Arbeitsversäumnis

  • Hallo,

    ich hab da auch mal eine Frage zu einem Thema, ich arbeite in Dauernachtschicht und bin seit letzten Monat auch BR Mitglied. Nun muss ich deswegen ja öfters Tagsüber mal zu einer Versammlung etc. Dadurch muss ich ja nun Nachts eher auf hören um die 11 Stunden Ruhepausen ein zuhalten. Vom AG hieß es lapidar, dafür muss ich halt meine Überstunden opfern, was mir nach Betriebsverfassungsgesetz §37 nicht so recht einleuchtet.

    Beispiel:

    gehe am 5.5 auf Nachtschicht (regulär 18-6 Uhr) und musste dann 2Uhr Nachts Heim gehen, um 13Uhr bei der Versammlung zusein, diese dauerte am Ende 2h. Folglich habe ich 2h Minus gemacht, da 4 Stunden eher Heim und die Versammlung nur 2 Stunden gedauert hat, ebbenfalls habe ich für die 2h Versammlung auch keine Nachtschichtzulage erhalten.
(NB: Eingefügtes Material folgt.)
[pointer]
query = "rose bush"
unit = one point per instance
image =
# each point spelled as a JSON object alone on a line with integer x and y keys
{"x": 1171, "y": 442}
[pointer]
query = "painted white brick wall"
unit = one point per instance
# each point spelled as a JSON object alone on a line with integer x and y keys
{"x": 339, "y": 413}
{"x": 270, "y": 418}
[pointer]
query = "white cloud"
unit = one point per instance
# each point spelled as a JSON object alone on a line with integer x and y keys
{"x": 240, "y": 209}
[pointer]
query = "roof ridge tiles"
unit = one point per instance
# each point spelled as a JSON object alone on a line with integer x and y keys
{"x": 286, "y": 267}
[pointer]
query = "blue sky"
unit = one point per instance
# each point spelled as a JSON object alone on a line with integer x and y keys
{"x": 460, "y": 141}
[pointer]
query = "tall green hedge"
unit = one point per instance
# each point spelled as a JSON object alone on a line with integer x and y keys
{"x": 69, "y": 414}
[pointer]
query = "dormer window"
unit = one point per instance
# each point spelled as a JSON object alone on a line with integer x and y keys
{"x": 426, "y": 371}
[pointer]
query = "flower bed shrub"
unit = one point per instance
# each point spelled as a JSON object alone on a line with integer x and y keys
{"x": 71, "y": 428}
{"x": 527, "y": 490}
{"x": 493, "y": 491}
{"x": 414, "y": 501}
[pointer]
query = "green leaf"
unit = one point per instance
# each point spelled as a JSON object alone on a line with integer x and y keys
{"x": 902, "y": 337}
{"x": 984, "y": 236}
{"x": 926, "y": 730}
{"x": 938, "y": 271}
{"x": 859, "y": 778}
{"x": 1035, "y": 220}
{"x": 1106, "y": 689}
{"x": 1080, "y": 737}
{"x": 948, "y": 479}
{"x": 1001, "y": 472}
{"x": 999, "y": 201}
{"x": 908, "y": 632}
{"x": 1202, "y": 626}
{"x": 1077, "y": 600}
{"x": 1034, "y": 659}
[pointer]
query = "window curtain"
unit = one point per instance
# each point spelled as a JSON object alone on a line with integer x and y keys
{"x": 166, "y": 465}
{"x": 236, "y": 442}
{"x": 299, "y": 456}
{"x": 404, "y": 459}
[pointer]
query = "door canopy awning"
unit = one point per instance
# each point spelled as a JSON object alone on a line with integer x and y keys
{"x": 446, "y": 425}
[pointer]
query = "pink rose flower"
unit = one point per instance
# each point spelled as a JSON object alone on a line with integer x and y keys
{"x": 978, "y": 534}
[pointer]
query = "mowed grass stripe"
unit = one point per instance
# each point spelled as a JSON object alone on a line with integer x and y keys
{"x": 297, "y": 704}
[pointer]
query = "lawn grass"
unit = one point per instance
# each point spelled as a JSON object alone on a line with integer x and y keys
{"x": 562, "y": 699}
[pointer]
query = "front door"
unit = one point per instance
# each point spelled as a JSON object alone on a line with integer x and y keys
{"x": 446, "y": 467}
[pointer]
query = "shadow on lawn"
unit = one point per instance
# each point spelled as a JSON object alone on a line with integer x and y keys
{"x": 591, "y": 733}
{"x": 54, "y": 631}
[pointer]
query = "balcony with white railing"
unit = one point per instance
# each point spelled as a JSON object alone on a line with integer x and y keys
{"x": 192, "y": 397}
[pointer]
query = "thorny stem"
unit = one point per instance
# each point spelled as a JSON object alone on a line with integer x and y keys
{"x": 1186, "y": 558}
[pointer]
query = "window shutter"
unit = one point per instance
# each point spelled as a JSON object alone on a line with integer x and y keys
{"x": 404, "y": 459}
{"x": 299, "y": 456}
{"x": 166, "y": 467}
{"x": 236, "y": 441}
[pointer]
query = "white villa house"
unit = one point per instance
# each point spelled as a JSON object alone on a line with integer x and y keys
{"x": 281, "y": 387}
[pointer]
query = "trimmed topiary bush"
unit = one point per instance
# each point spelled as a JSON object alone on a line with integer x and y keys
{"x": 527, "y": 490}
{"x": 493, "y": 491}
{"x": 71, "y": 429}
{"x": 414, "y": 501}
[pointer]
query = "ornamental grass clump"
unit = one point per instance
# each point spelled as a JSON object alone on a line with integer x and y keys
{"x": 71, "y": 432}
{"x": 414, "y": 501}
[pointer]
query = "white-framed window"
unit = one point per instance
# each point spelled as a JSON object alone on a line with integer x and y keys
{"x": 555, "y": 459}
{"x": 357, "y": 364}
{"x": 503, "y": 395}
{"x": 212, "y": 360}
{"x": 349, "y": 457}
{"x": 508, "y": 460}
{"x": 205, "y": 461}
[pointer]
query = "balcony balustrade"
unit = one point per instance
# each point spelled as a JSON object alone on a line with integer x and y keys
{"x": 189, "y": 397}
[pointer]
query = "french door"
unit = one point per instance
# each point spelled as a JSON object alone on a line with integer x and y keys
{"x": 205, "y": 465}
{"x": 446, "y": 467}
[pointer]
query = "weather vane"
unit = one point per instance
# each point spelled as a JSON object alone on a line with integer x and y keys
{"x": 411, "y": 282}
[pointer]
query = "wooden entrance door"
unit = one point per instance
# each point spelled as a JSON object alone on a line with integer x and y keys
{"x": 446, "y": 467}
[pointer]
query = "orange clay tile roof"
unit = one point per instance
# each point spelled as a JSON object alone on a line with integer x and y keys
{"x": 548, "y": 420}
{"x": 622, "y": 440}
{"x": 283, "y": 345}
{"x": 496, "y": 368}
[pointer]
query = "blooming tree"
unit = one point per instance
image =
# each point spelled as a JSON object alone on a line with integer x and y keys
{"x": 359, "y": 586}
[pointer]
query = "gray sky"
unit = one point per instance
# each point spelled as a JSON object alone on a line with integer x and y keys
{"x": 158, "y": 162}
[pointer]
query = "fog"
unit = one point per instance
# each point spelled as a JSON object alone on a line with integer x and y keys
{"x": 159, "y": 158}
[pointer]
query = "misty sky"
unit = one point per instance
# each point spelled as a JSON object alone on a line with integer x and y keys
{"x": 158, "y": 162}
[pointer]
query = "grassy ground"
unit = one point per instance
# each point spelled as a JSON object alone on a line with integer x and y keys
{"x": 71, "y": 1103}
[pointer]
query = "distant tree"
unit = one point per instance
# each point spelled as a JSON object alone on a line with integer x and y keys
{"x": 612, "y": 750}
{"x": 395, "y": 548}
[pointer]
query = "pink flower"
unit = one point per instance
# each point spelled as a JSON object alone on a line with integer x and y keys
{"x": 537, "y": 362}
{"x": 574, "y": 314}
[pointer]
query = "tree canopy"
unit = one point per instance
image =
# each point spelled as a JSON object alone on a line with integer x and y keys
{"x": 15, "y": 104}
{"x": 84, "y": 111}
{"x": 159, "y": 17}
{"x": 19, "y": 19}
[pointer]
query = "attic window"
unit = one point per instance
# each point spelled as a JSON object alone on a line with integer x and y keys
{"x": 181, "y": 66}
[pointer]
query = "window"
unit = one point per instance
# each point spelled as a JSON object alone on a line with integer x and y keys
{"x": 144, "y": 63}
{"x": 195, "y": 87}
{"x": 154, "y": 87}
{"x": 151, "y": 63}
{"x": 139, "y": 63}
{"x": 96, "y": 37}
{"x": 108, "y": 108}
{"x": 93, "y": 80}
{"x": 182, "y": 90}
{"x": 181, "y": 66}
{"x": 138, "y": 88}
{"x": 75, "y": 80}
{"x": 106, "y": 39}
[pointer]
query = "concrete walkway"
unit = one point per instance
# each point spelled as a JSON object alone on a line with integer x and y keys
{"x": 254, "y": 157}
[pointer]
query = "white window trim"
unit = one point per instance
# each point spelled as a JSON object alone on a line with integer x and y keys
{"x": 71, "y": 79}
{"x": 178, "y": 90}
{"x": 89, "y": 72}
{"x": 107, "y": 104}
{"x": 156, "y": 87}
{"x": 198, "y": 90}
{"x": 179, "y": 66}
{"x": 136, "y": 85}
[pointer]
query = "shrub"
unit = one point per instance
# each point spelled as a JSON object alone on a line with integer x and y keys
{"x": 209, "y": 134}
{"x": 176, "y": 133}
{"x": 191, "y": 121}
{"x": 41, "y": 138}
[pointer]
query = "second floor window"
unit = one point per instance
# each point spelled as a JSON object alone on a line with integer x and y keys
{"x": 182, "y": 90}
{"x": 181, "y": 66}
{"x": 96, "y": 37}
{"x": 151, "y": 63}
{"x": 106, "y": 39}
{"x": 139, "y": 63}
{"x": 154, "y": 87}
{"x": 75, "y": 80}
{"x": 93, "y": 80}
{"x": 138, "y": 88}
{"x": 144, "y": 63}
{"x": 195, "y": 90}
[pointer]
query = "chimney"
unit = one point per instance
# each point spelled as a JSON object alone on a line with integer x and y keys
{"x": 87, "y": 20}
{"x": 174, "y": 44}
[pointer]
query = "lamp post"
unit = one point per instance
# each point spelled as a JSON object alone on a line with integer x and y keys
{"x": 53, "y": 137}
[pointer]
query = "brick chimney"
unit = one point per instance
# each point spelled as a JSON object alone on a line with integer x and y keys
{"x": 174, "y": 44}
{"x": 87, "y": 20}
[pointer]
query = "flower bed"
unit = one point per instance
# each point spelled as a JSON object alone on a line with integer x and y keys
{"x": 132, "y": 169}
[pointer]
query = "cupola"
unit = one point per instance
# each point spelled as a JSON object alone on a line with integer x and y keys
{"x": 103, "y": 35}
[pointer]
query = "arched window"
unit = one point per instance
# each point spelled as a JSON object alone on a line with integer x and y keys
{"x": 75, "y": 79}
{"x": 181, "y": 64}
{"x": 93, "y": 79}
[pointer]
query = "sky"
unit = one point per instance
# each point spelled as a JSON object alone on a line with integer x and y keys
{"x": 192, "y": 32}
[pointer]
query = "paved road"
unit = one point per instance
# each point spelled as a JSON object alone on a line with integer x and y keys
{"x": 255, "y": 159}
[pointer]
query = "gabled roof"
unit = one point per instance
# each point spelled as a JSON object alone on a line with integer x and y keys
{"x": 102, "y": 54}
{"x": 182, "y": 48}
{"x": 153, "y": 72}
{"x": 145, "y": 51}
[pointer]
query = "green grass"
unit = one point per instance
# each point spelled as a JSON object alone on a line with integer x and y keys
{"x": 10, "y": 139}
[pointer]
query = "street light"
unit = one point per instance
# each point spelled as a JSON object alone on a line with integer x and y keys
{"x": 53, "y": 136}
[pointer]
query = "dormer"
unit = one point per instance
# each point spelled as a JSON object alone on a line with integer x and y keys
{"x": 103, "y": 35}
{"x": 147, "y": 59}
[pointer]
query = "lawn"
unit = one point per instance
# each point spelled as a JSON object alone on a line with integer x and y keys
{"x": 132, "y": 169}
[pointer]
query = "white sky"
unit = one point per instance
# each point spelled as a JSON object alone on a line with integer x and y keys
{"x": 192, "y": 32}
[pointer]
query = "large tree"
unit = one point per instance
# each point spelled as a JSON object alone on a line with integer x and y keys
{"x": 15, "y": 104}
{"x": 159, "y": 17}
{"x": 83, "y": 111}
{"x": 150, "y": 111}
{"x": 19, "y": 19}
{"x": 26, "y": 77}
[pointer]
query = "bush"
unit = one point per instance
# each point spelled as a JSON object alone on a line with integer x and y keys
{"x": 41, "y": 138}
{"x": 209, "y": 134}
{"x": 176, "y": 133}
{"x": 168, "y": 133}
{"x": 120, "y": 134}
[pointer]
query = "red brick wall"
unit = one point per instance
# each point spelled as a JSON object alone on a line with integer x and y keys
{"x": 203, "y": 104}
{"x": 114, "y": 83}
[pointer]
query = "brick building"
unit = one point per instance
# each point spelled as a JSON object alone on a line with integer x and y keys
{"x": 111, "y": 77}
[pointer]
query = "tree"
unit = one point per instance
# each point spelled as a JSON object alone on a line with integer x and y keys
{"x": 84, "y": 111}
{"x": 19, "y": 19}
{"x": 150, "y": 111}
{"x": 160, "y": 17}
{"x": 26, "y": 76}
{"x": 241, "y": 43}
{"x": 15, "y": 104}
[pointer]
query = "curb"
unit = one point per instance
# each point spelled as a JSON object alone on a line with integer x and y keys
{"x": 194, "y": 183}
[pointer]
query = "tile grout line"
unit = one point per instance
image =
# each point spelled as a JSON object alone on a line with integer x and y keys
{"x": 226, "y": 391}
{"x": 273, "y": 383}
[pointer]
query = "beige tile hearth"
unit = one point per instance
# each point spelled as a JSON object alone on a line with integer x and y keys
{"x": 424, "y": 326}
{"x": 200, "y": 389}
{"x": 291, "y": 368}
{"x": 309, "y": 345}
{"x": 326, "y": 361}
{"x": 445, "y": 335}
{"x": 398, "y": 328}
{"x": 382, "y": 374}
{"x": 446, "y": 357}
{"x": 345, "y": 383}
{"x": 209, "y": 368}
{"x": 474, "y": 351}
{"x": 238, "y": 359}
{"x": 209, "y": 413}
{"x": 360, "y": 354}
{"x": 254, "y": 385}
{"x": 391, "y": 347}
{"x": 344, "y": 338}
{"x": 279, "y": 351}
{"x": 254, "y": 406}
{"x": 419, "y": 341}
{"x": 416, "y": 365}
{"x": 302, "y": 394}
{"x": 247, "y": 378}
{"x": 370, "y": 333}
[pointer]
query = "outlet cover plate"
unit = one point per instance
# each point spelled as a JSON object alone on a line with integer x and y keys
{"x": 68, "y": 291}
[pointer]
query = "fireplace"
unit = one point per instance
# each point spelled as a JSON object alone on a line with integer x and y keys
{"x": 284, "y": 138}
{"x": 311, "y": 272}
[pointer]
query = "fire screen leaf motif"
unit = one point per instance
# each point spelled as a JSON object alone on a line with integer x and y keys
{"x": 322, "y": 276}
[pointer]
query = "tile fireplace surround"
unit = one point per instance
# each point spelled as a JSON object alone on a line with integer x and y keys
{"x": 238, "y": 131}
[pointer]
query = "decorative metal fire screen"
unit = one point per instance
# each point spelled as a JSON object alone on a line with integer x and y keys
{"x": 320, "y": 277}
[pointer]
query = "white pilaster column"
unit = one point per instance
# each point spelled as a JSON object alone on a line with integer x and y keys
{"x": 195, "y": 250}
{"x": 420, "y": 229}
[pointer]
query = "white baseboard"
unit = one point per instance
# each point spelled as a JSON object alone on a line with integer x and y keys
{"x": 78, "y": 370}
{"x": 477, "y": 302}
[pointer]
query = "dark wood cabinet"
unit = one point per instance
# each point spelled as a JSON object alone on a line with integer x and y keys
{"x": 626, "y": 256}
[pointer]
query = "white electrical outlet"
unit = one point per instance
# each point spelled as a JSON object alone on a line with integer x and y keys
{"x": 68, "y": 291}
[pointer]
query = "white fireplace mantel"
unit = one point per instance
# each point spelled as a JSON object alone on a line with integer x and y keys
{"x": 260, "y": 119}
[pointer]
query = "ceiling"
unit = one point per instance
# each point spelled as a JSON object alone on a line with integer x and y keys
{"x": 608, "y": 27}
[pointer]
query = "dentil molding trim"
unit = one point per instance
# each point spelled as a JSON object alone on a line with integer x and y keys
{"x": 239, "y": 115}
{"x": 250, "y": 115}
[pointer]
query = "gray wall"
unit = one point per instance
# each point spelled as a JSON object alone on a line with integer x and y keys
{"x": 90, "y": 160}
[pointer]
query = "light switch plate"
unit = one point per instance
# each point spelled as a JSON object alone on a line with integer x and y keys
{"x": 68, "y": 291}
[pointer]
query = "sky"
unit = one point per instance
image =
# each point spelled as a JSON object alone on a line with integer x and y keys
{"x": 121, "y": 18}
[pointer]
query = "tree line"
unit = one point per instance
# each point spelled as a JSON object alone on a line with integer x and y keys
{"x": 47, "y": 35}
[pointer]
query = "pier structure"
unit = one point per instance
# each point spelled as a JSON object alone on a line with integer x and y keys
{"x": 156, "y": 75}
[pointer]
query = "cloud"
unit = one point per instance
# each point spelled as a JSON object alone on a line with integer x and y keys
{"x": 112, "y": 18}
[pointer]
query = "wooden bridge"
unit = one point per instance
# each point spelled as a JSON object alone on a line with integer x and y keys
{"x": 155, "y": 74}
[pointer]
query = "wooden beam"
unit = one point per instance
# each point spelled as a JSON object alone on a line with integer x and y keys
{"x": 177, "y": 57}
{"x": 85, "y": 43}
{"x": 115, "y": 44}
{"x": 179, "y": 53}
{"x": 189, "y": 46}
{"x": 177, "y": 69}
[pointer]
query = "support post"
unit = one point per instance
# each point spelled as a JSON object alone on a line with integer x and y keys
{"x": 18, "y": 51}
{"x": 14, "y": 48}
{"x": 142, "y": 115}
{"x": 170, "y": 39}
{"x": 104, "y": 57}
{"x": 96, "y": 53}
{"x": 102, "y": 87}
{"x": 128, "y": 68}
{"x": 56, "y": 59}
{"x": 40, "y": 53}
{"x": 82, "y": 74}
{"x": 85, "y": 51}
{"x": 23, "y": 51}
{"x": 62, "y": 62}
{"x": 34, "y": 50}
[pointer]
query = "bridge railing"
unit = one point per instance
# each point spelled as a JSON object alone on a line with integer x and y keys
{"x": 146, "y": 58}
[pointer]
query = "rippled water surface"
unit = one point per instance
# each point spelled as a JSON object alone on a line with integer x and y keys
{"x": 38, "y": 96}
Musste natürlich am 6.5 dann 18Uhr dann auch wieder auf Schicht.

    Habe ich das Gesetzt §37 nur falsch verstanden oder mein Chef/Buchhaltung? Vom BR Vorsitzenden gibt es leider keine Infos dazu, da ich im ein Dorn im Auge bin.

  • Hallo,

    Dein AG hat unrecht - die Arbeitszeit, die infolge der BR-Tätigkeit entfällt, ist zu vergüten. Wenn Du also wegen BR-Tätigkeit nicht oder nur verkürzt in eine vorangehende und/oder folgende Nachtschicht gehen kannst, muss der AG Dir die wegen BR-Tätigkeit entfallenen Stunden vergüten. Zu beachten ist dabei, dass für BR-Tätigkeit das ArbZG nicht gilt, weil es sich dabei um ein Ehrenamt (für das bezahlt von der Arbeit freizustellen ist) handelt. Die Rechtsprechung (bis hin zum BAG) spricht daher von der der "Zumutbarkeit" (für die man aber die Vorschriften des ArbZG heranziehen kann). Das wurde im Forum schon öfter diskutiert, z.B. hier.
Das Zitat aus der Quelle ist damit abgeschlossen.